Sweet Success
Harbor Sweets’ multichannel strategy helps it enjoy double-digit sales increases and a growing average order value
May 2007 By Donna LoyleHarbor Sweets sells its luxury confections via a catalog, Web site, e-mail campaigns, retail channels and wholesale accounts, including Whole Foods Markets. Its overall sales have been growing 10 percent annually in recent years, and its average order value has increased 6 percent since 2004. Not bad for a company that started in someone’s basement.
From 75 Names to 500,000
Harbor Sweets’ founder Ben Strohecker was director of marketing at a candy company in Boston in the 1970s. But the company was struggling, and its managers started to make decisions, such as shrinking candy sizes, that left Strohecker less than enthusiastic about the company’s prospects.
“Ben felt you couldn’t fool consumers that way,” says Phyllis LeBlanc, CEO and now owner of Harbor Sweets. “He thought that if you produced a good piece of candy, packaged it nicely and charged a fair price, consumers would respect that.”
So in 1973 Strohecker struck out on his own, producing candy at his Marblehead, Mass., home and selling it at church bazaars and street fairs.

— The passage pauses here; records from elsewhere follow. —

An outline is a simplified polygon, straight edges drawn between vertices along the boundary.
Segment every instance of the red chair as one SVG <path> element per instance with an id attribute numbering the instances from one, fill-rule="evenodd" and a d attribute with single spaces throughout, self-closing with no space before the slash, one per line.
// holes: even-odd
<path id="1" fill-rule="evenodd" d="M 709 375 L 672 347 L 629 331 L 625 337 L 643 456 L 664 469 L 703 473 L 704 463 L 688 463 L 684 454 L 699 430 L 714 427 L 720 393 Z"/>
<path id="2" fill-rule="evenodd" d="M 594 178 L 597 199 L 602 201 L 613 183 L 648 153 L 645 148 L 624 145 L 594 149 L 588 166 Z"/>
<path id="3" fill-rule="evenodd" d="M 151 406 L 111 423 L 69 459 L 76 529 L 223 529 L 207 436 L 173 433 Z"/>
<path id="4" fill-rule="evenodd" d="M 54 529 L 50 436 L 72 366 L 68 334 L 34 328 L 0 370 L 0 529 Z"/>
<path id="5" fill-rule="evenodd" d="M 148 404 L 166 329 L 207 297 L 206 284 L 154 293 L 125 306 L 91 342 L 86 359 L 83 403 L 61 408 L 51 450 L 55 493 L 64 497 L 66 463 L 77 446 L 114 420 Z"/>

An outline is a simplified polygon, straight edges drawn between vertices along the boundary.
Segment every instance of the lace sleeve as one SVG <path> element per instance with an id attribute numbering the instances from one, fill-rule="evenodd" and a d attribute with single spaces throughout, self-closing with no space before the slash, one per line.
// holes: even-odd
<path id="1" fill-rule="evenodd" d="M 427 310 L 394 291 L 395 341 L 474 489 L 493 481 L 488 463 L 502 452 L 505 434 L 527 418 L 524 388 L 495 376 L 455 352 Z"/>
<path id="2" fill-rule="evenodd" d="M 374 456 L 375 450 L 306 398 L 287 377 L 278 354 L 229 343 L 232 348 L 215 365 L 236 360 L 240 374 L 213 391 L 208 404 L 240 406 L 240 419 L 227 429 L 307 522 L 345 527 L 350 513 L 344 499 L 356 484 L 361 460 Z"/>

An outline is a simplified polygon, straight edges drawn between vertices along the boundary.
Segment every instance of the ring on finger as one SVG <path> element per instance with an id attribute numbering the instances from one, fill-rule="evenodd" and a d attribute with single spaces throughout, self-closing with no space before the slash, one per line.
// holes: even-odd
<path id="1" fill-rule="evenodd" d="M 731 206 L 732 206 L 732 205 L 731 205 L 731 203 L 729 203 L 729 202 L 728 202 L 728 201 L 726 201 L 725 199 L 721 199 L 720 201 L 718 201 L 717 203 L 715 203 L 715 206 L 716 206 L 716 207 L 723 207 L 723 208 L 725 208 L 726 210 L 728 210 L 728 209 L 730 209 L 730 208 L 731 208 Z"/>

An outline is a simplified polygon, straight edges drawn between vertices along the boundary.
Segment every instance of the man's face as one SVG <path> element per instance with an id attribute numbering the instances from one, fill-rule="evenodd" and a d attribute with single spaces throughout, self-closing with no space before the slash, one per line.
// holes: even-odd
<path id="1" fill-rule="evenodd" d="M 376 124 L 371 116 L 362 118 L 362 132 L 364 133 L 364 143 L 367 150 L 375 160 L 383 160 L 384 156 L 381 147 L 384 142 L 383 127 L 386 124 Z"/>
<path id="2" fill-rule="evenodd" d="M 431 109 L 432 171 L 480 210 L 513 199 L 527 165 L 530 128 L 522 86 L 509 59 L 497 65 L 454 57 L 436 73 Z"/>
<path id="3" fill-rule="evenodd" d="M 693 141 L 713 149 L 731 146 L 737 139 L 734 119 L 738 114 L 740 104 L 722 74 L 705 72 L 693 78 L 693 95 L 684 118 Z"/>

The first pieces he produced were triangular-shaped and made of dark chocolate. One day, he didn’t have enough dark chocolate to complete a batch, so he dipped the tops of almond butter crunch candies into white chocolate instead. His son said the resulting half-dark/half-white confections looked like sailboats; hence the name Sweet Sloops for what is—even to this day—Harbor Sweets’ best-selling product.
To expand his customer base, Strohecker mailed product announcements to everyone on his Christmas card mailing list: 75 people in all. Today, Harbor Sweets has about 500,000 names on its mailing list.

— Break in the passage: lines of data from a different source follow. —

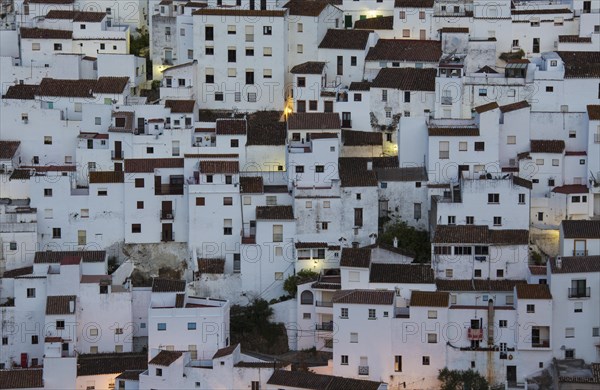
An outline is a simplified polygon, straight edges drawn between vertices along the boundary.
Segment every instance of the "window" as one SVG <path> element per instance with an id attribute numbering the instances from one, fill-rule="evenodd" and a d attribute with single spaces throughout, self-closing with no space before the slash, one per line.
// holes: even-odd
<path id="1" fill-rule="evenodd" d="M 275 272 L 275 280 L 283 280 L 283 272 Z"/>
<path id="2" fill-rule="evenodd" d="M 317 111 L 317 104 L 318 104 L 318 102 L 316 100 L 309 100 L 308 101 L 308 109 L 311 111 Z"/>
<path id="3" fill-rule="evenodd" d="M 479 88 L 479 96 L 487 96 L 487 89 Z"/>
<path id="4" fill-rule="evenodd" d="M 546 92 L 554 92 L 554 87 L 547 85 Z"/>
<path id="5" fill-rule="evenodd" d="M 402 29 L 402 38 L 410 38 L 410 29 Z"/>
<path id="6" fill-rule="evenodd" d="M 275 195 L 267 196 L 267 206 L 277 206 L 277 197 Z"/>
<path id="7" fill-rule="evenodd" d="M 302 313 L 302 319 L 303 320 L 310 320 L 311 319 L 310 313 Z"/>
<path id="8" fill-rule="evenodd" d="M 31 336 L 31 344 L 37 344 L 39 342 L 39 338 L 37 335 Z"/>
<path id="9" fill-rule="evenodd" d="M 304 31 L 304 26 L 302 23 L 298 23 L 298 32 L 303 32 Z"/>
<path id="10" fill-rule="evenodd" d="M 376 316 L 376 310 L 375 309 L 369 309 L 369 319 L 370 320 L 374 320 L 376 318 L 377 318 L 377 316 Z"/>
<path id="11" fill-rule="evenodd" d="M 544 165 L 544 159 L 543 158 L 538 158 L 535 160 L 535 164 L 536 165 Z"/>
<path id="12" fill-rule="evenodd" d="M 341 356 L 340 364 L 343 365 L 343 366 L 347 366 L 348 365 L 348 355 L 342 355 Z"/>
<path id="13" fill-rule="evenodd" d="M 503 278 L 504 277 L 504 270 L 503 269 L 497 269 L 496 270 L 496 277 L 497 278 Z"/>
<path id="14" fill-rule="evenodd" d="M 135 188 L 144 188 L 144 179 L 135 179 Z"/>
<path id="15" fill-rule="evenodd" d="M 248 102 L 256 103 L 256 92 L 248 92 Z"/>
<path id="16" fill-rule="evenodd" d="M 233 234 L 233 225 L 232 225 L 232 220 L 231 219 L 224 219 L 223 220 L 223 235 L 225 236 L 231 236 Z"/>
<path id="17" fill-rule="evenodd" d="M 548 179 L 548 187 L 554 187 L 554 179 Z"/>
<path id="18" fill-rule="evenodd" d="M 448 216 L 448 225 L 456 225 L 456 216 L 454 216 L 454 215 Z"/>
<path id="19" fill-rule="evenodd" d="M 428 310 L 427 318 L 432 319 L 432 320 L 436 319 L 437 318 L 437 310 Z"/>
<path id="20" fill-rule="evenodd" d="M 467 225 L 474 225 L 474 224 L 475 224 L 475 217 L 468 216 L 467 217 Z"/>
<path id="21" fill-rule="evenodd" d="M 253 47 L 246 48 L 246 56 L 248 56 L 248 57 L 254 56 L 254 48 Z"/>
<path id="22" fill-rule="evenodd" d="M 423 356 L 423 365 L 424 366 L 428 366 L 429 365 L 429 356 Z"/>
<path id="23" fill-rule="evenodd" d="M 461 141 L 458 143 L 458 151 L 459 152 L 466 152 L 467 151 L 467 142 Z"/>
<path id="24" fill-rule="evenodd" d="M 273 70 L 271 70 L 271 69 L 263 69 L 263 78 L 265 78 L 265 79 L 273 78 Z"/>
<path id="25" fill-rule="evenodd" d="M 422 214 L 421 214 L 421 203 L 414 203 L 413 204 L 413 218 L 414 219 L 421 219 L 422 218 Z"/>
<path id="26" fill-rule="evenodd" d="M 159 322 L 158 324 L 156 324 L 156 330 L 159 330 L 159 331 L 167 330 L 167 323 Z"/>
<path id="27" fill-rule="evenodd" d="M 304 45 L 296 45 L 296 51 L 300 54 L 304 53 Z"/>
<path id="28" fill-rule="evenodd" d="M 476 152 L 485 151 L 485 142 L 475 142 L 475 151 Z"/>
<path id="29" fill-rule="evenodd" d="M 188 328 L 188 330 L 196 330 L 196 323 L 195 322 L 188 322 L 187 323 L 187 328 Z"/>
<path id="30" fill-rule="evenodd" d="M 481 270 L 480 269 L 476 269 L 473 272 L 473 276 L 476 277 L 476 278 L 480 278 L 481 277 Z"/>
<path id="31" fill-rule="evenodd" d="M 272 35 L 273 28 L 271 26 L 263 26 L 263 35 Z"/>
<path id="32" fill-rule="evenodd" d="M 204 27 L 204 39 L 207 41 L 212 41 L 214 39 L 214 27 L 213 26 Z"/>
<path id="33" fill-rule="evenodd" d="M 557 167 L 557 166 L 558 166 L 558 164 L 559 164 L 559 161 L 558 161 L 558 159 L 557 159 L 557 158 L 553 158 L 553 159 L 552 159 L 552 166 L 553 166 L 553 167 Z"/>
<path id="34" fill-rule="evenodd" d="M 381 91 L 381 101 L 387 102 L 387 98 L 388 98 L 387 90 L 384 89 Z"/>
<path id="35" fill-rule="evenodd" d="M 52 238 L 60 238 L 61 231 L 60 228 L 52 228 Z"/>
<path id="36" fill-rule="evenodd" d="M 273 55 L 273 49 L 271 47 L 263 47 L 263 56 L 271 57 Z"/>
<path id="37" fill-rule="evenodd" d="M 331 202 L 328 200 L 323 201 L 323 208 L 328 209 L 331 207 Z"/>
<path id="38" fill-rule="evenodd" d="M 306 87 L 306 77 L 298 77 L 298 78 L 296 78 L 296 84 L 298 84 L 299 88 Z"/>
<path id="39" fill-rule="evenodd" d="M 85 245 L 87 243 L 87 233 L 85 230 L 77 231 L 77 245 Z"/>
<path id="40" fill-rule="evenodd" d="M 27 289 L 27 298 L 35 298 L 35 288 Z"/>
<path id="41" fill-rule="evenodd" d="M 54 51 L 61 51 L 61 50 L 62 50 L 62 43 L 55 43 Z"/>
<path id="42" fill-rule="evenodd" d="M 108 190 L 106 188 L 98 188 L 98 196 L 107 196 Z"/>
<path id="43" fill-rule="evenodd" d="M 600 337 L 600 328 L 592 328 L 592 337 Z"/>
<path id="44" fill-rule="evenodd" d="M 134 223 L 131 225 L 131 233 L 141 233 L 142 225 L 139 223 Z"/>
<path id="45" fill-rule="evenodd" d="M 439 152 L 440 152 L 440 160 L 447 160 L 450 158 L 450 142 L 449 141 L 440 141 L 439 144 Z"/>
<path id="46" fill-rule="evenodd" d="M 52 188 L 44 188 L 44 196 L 52 196 Z"/>
<path id="47" fill-rule="evenodd" d="M 410 103 L 410 91 L 404 91 L 404 103 Z"/>
<path id="48" fill-rule="evenodd" d="M 348 308 L 347 307 L 342 307 L 342 310 L 340 313 L 340 318 L 348 318 Z"/>
<path id="49" fill-rule="evenodd" d="M 36 43 L 36 42 L 33 42 L 33 43 L 31 44 L 31 50 L 32 50 L 32 51 L 39 51 L 39 50 L 40 50 L 40 44 L 39 44 L 39 43 Z"/>
<path id="50" fill-rule="evenodd" d="M 350 342 L 358 343 L 358 333 L 355 333 L 355 332 L 350 333 Z"/>
<path id="51" fill-rule="evenodd" d="M 273 242 L 283 242 L 283 225 L 273 225 Z"/>
<path id="52" fill-rule="evenodd" d="M 580 202 L 581 202 L 580 196 L 572 196 L 571 197 L 571 203 L 580 203 Z"/>
<path id="53" fill-rule="evenodd" d="M 146 148 L 146 153 L 148 153 L 148 154 L 154 154 L 154 147 L 152 147 L 152 146 L 147 147 Z"/>
<path id="54" fill-rule="evenodd" d="M 499 326 L 500 328 L 506 328 L 506 327 L 508 326 L 508 321 L 507 321 L 507 320 L 500 320 L 500 321 L 498 322 L 498 326 Z"/>
<path id="55" fill-rule="evenodd" d="M 156 369 L 156 376 L 162 376 L 162 368 Z"/>
<path id="56" fill-rule="evenodd" d="M 100 50 L 104 50 L 104 49 L 106 49 L 106 45 L 104 43 L 101 43 L 100 44 Z"/>
<path id="57" fill-rule="evenodd" d="M 222 102 L 223 101 L 223 92 L 215 92 L 215 101 Z"/>
<path id="58" fill-rule="evenodd" d="M 527 313 L 535 313 L 535 305 L 527 305 Z"/>
<path id="59" fill-rule="evenodd" d="M 312 201 L 310 201 L 310 200 L 307 200 L 307 201 L 306 201 L 306 208 L 307 208 L 307 209 L 310 209 L 310 208 L 312 208 Z"/>
<path id="60" fill-rule="evenodd" d="M 488 203 L 500 203 L 500 194 L 488 194 Z"/>
<path id="61" fill-rule="evenodd" d="M 360 93 L 355 93 L 355 94 L 354 94 L 354 101 L 355 101 L 355 102 L 360 102 L 360 101 L 362 101 L 362 94 L 360 94 Z"/>
<path id="62" fill-rule="evenodd" d="M 232 206 L 233 205 L 233 197 L 225 196 L 223 198 L 223 206 Z"/>
<path id="63" fill-rule="evenodd" d="M 2 337 L 2 345 L 8 345 L 8 337 Z"/>
<path id="64" fill-rule="evenodd" d="M 10 242 L 8 249 L 11 250 L 11 251 L 16 251 L 17 250 L 17 243 L 14 242 L 14 241 Z"/>
<path id="65" fill-rule="evenodd" d="M 363 225 L 363 209 L 355 208 L 354 209 L 354 226 L 362 227 Z"/>
<path id="66" fill-rule="evenodd" d="M 494 226 L 502 225 L 502 217 L 494 217 Z"/>
<path id="67" fill-rule="evenodd" d="M 519 204 L 525 204 L 525 194 L 519 194 Z"/>
<path id="68" fill-rule="evenodd" d="M 574 312 L 575 313 L 582 313 L 583 312 L 583 302 L 575 302 Z"/>
<path id="69" fill-rule="evenodd" d="M 236 58 L 236 50 L 235 48 L 233 49 L 227 49 L 227 62 L 236 62 L 237 58 Z"/>
<path id="70" fill-rule="evenodd" d="M 227 69 L 227 77 L 235 77 L 237 76 L 237 71 L 235 68 L 228 68 Z"/>
<path id="71" fill-rule="evenodd" d="M 206 54 L 207 56 L 212 56 L 215 54 L 215 48 L 212 46 L 206 46 L 206 48 L 204 49 L 204 54 Z"/>
<path id="72" fill-rule="evenodd" d="M 575 337 L 575 328 L 565 328 L 565 338 L 572 339 Z"/>
<path id="73" fill-rule="evenodd" d="M 398 13 L 398 18 L 400 18 L 402 20 L 406 19 L 406 11 L 400 11 Z"/>
<path id="74" fill-rule="evenodd" d="M 233 183 L 233 177 L 231 175 L 225 175 L 225 184 Z"/>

Eventually Strohecker developed a catalog and moved the company out of his basement and into a building in Salem, Mass. The company remains in that same location, but has since expanded and now inhabits 25,000 square feet on two floors.
Most operations are carried out here, including candy production, warehousing, fulfillment, accounting, creative direction, customer service, marketing and management. Call center operations are outsourced to Taction, a company based in Waldoboro, Maine. The Salem location also houses a retail store, a mecca for chocolate-lovers worldwide, says LeBlanc. Guests are greeted by an employee offering chocolate samples on a silver tray.